Winner of the 2012 Philip K. Dick Award
Samuil Petrovitch is a survivor.
He survived the nuclear fallout in St. Petersburg and hid in the London Metrozone -- the last city in England. He's lived this long because he's a man of rules and logic.
For example, getting involved = a bad idea.
But when he stumbles into a kidnapping in progress, he acts without even thinking. Before he can stop himself, he's saved the daughter of the most dangerous man in London.
And clearly saving the girl = getting involved.
Now, the equation of Petrovitch's life is looking increasingly complex.
Russian mobsters + Yakuza + something called the New Machine Jihad = one dead Petrovitch.
But Petrovitch has a plan -- he always has a plan -- he's just not sure it's a good one.
Morden (The Lost Art) offers up an engrossing, if occasionally goofy, adventure that meshes theoretical physics and exciting action sequences. In a dark near future, the U.S. has become a theocracy, Japan has been destroyed, and the U.K. has devolved into near-anarchy.

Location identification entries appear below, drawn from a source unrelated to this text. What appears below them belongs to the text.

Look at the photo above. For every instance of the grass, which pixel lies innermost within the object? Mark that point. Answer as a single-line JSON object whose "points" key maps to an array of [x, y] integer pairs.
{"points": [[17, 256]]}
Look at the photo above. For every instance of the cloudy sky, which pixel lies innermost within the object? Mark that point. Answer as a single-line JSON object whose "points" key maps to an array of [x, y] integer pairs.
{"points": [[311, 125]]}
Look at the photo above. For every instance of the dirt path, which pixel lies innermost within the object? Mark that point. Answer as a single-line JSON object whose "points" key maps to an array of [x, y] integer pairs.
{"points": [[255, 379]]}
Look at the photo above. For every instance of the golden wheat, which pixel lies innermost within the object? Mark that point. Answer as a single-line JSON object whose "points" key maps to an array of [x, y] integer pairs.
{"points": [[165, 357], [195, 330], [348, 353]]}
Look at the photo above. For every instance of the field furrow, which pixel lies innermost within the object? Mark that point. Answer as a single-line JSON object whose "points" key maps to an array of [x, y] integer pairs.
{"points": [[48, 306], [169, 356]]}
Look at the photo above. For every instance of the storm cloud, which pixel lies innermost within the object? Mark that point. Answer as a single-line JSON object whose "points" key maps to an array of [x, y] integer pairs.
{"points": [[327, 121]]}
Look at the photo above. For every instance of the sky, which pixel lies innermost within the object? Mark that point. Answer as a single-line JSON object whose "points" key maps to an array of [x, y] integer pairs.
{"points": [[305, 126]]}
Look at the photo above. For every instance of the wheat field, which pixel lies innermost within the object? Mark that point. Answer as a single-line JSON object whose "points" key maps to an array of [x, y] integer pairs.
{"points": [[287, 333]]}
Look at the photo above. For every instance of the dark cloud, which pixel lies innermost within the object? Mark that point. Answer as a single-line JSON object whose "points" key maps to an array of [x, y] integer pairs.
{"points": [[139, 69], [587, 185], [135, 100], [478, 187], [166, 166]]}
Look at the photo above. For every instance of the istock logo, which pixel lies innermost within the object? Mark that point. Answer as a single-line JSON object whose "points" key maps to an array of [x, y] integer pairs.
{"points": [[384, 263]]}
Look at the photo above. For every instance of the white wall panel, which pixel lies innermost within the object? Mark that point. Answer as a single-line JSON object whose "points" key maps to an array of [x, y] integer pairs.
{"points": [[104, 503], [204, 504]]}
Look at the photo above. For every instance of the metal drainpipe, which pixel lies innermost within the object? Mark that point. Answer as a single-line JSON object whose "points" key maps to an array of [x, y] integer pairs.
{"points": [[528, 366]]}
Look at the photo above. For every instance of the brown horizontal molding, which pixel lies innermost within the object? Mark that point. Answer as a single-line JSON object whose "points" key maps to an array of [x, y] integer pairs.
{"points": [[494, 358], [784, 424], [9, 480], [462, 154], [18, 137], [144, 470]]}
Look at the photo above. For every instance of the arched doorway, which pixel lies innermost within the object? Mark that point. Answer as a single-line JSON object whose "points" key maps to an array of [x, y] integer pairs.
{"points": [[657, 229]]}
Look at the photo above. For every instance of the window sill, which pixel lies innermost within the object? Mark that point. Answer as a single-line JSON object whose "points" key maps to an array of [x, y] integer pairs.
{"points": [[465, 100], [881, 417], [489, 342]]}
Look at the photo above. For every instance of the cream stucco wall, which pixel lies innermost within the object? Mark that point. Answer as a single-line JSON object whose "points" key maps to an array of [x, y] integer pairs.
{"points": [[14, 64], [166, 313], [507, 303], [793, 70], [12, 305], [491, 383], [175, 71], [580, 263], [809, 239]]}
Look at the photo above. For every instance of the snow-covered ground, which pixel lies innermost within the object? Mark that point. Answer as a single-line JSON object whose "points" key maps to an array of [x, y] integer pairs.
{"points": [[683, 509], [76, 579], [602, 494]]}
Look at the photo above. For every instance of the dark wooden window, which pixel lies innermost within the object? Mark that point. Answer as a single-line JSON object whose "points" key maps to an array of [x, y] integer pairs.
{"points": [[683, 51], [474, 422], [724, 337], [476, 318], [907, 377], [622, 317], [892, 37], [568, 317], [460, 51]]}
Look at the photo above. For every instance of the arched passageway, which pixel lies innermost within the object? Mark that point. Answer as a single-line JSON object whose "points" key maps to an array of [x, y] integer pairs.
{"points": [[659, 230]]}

Ph.D. student and Russian expatriate Samuil Petrovitch, living in the decaying London Metrozone, foils an attempt to kidnap a mysterious woman called Sonja and finds himself caught up in a war between Russian mobsters and a ruthless tycoon. As things escalate, Harry Chain, an enigmatic cop, and Madeleine, a sexy, violent nun, are also caught up in the war. Morden occasionally gets too cute and there are a few moments that border on deus ex machina, but Samuil's mix of action and research makes him a fresh and engaging character, and the escalating scale of danger and violence moves the plot along briskly. Though pitched as the start of a trilogy, the book stands nicely alone.
While the majority of the book feels like it was written using sentences learned from action thrillers, there are some really nice moments mixed in. I found some of the transitions to be confusing. The plot itself doesn't feel like it begins moving until the last third of the book. Also, it seems like the author wanted his characters to be younger than he was able to write them. Otherwise, this book feels like an action movie--if you don't think about it too hard, you can have a good time.